The Man Recalled to Life
The Interests of Dr. Manette
Dr. Manette's Stance on the French Revolution
So far in the novel, Dr. Manette does not at least show any strong emotions towards the French Revolution, neither for or against. He will never get those eighteen years he spent in prison back, but he still allows Charles Darnay, the son of whom is responsible for Manette being imprisoned to marry his beloved daughter, whom he has relatively recently been reintroduced to. At this point in the novel, Manette appears to be stable emotionally, forgiving Charles for what his father has done to him, and seems to be really level headed. Even during the important matter of Lucie’s marriage, he “sat silent, with his face bent down. His breathing was a little quickened; but he repressed all other signs of agitation” (Dickens 102)1. Considering that Manette was imprisoned by aristocrats, it can be assumed that Manette his pro-revolution; however later in the book, Charles Darnay is imprisoned by revolutionaries2, 3, and therefore it can also be assumed that he is against the revolution. Generally however, Manette, though not quite apathetic about the revolution, does not really show strong emotions towards the revolution.
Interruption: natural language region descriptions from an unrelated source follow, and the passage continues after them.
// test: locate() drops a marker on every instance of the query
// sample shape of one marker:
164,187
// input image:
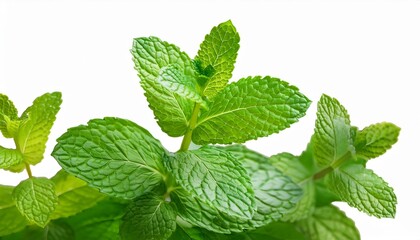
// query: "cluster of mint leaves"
215,188
35,206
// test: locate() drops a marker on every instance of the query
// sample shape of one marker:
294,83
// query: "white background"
365,53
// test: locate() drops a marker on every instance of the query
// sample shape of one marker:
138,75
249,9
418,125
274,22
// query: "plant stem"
28,170
186,141
333,166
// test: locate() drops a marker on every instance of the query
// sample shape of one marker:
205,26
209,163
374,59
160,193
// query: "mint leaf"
275,193
36,199
10,218
148,217
202,214
186,234
35,127
8,112
250,108
114,155
329,223
376,139
291,166
363,189
73,195
175,81
215,176
9,157
172,111
332,139
99,222
219,50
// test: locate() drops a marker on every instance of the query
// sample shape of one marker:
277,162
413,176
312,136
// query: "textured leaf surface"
36,199
175,81
219,50
376,139
148,218
114,155
291,166
73,195
9,157
332,138
250,108
10,218
35,127
7,111
202,214
363,189
215,176
99,222
275,193
329,223
171,110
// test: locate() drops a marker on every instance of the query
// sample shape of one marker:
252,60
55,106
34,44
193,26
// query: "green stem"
28,170
333,166
186,141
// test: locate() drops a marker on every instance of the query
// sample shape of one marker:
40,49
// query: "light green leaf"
292,166
376,139
275,193
186,234
363,189
9,157
73,195
219,50
202,214
250,108
332,139
148,217
10,218
102,221
36,199
114,155
216,177
172,111
8,112
329,223
35,127
175,81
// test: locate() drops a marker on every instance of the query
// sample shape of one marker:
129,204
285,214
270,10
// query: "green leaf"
273,231
172,111
291,166
73,195
275,193
53,231
332,138
219,50
173,79
10,218
35,127
102,221
250,108
8,112
114,155
329,223
148,217
363,189
202,214
216,177
9,157
186,234
376,139
36,199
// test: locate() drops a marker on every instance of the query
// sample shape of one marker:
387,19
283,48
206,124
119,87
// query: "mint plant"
32,204
213,187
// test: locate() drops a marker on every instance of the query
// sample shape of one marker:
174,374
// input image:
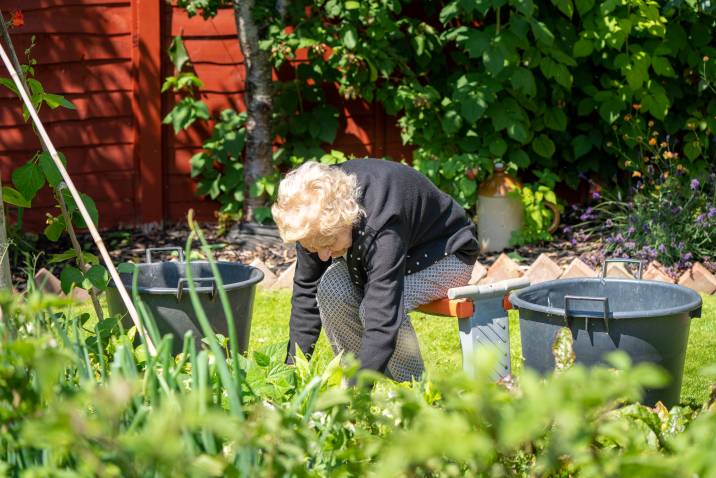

He chooses to keep his thoughts and opinions to himself generally, and his emotions and opinions towards the revolution sway between events throughout the novel.
1Dickens, Charles. A Tale of Two Cities. Mineola, NY: Dover Publications, 1999. Print
2"LitCharts | A Tale of Two Cities: Themes." LitCharts. A Tale of Two Cities: Themes. SparkNotes, n.d. Web. 06 Feb. 2014.
3Shmoop Editorial Team. "Doctor Manette in A Tale of Two Cities." Shmoop.com. Shmoop University, Inc.. 11 Nov. 2008. Web. 06 Feb. 2014.